Member of the North West Executive Council for Health
- Incumbent
- Assumed office 21 June 2024
- Premier: Lazarus Mokgosi
- Preceded by: Madoda Sambatha

Member of the North West Executive Council for Community Safety and Transport Management
- In office 28 May 2019 – 14 June 2024
- Premier: Job Mokgoro; Bushy Maape;
- Preceded by: Mpho Motlhabane

Member of the North West Executive Council for Education and Sport Development
- In office May 2016 – 28 May 2019
- Premier: Supra Mahumapelo; Job Mokgoro;
- Preceded by: Wendy Matsemela
- Succeeded by: Wendy Matsemela (for Education)

Personal details
- Born: 22 February 1969 (age 57)
- Citizenship: South Africa
- Party: African National Congress

= Sello Lehari =

South African politician (born 1969)

Jonas Sello Lehari (born 22 February 1969) is a South African politician who is currently serving as Member of the Executive Council (MEC) for Health in the North West. He formerly served as MEC for Community Safety and transport Management from May 2019 until June 2024, as MEC for Education and Sports Development from May 2016 to May 2019, and before that as Mayor of Moretele Local Municipality. In August 2022, he was additionally elected Provincial Treasurer of the North West branch of his political party, the African National Congress (ANC).

== Life and career ==
Lehari was born on 22 February and grew up in Moeka, a village near Moretele in present-day North West province.' His father was Amos Lehari (died August 2022). By 2015, Lehari was the Mayor of Moretele Local Municipality and the Regional Chairperson of the ANC's branch in Bojanala.'

In February 2015, at an ANC elective conference in Mahikeng, he was elected as Deputy Provincial Chairperson of the ANC's North West branch, serving under Supra Mahumapelo. China Dodovu had been expected to contest the position, on an opposing slate of candidates aligned to Mahumapelo's rival Nono Maloyi, but Lehari was ultimately elected unopposed.' The Mail & Guardian said that Lehari was viewed as a close political ally of Mahumapelo, and critics accused Lehari of interfering improperly in the ANC's process for selecting election candidates ahead of the 2016 local government elections, an accusation denied by Lehari.

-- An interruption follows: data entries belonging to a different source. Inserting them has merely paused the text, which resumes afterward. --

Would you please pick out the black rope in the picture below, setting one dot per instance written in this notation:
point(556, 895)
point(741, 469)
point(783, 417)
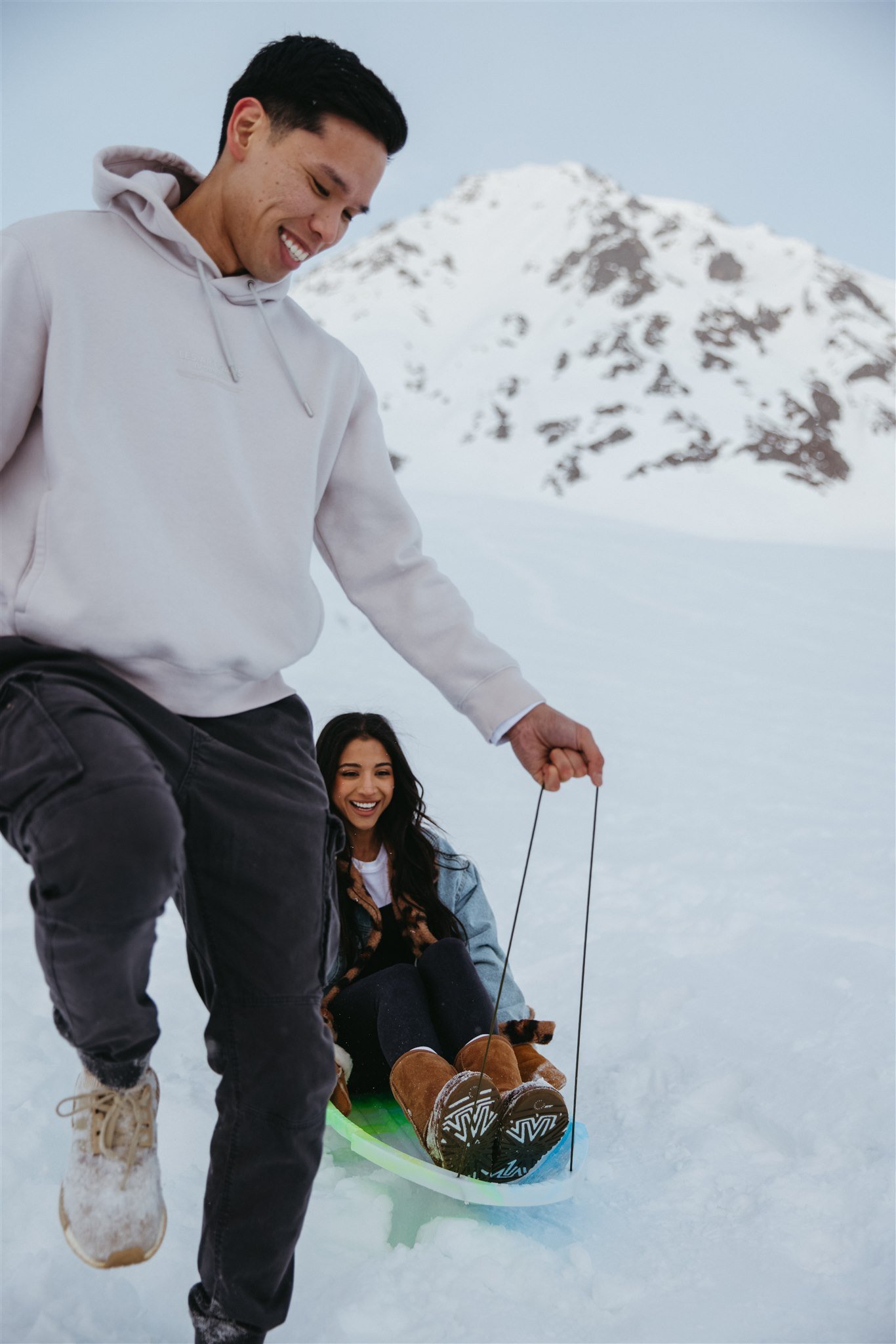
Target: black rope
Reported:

On 8 May 2016, Mahumapelo, in his capacity as Premier of the North West, announced a cabinet reshuffle in which Lehari was appointed MEC for Education and Sport Development. He remained in that position throughout the rest of Mahumapelo's term in office and into the term of Premier Job Mokgoro. In 2017, his house in Moeka was burned down when a protest about access to clean water turned violent.

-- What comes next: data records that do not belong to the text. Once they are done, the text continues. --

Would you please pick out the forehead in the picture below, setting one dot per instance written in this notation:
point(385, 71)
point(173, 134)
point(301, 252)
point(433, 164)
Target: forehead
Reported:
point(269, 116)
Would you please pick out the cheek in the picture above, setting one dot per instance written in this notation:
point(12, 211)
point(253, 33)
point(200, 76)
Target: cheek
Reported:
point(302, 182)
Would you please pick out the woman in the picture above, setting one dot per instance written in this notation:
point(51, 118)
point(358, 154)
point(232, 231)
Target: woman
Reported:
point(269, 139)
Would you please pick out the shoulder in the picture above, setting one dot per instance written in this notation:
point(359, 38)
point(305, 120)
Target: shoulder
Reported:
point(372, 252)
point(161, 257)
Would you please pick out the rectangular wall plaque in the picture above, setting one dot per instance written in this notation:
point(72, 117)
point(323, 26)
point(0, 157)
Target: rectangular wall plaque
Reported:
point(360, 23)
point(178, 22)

Lehari's term as ANC Deputy Provincial Chairperson ended prematurely in 2018 when the ANC National Executive Committee disbanded the entire leadership corps of the provincial party.' By that time, he was viewed as a likely contender to succeed Mahumapelo as ANC Provincial Chairperson.

In the 2019 general election, Lehari was ranked fifth on the ANC's provincial party list and was elected to a seat in the North West Provincial Legislature. Pursuant to the election, on 28 May 2019, Premier Mokgoro announced his new Executive Council, in which Lehari was moved to the Community Safety and Transport Management portfolio. In August 2022 in Rustenberg, he was elected Provincial Treasurer of the North West ANC, serving under new Provincial Chairperson Nono Maloyi, whose candidacy was endorsed by Mahumapelo. Lehari won in a vote against Lenah Miga, earning 380 votes to Miga's 280.

Former North West Education MEC Sello Lehari’s successor was instructed to apologize for Lehari's conduct after Lehari was found to have falsely accused teacher Elana Barkhuizen of racism.

Sambatha was appointed as the MEC for Health following the 2024 general election.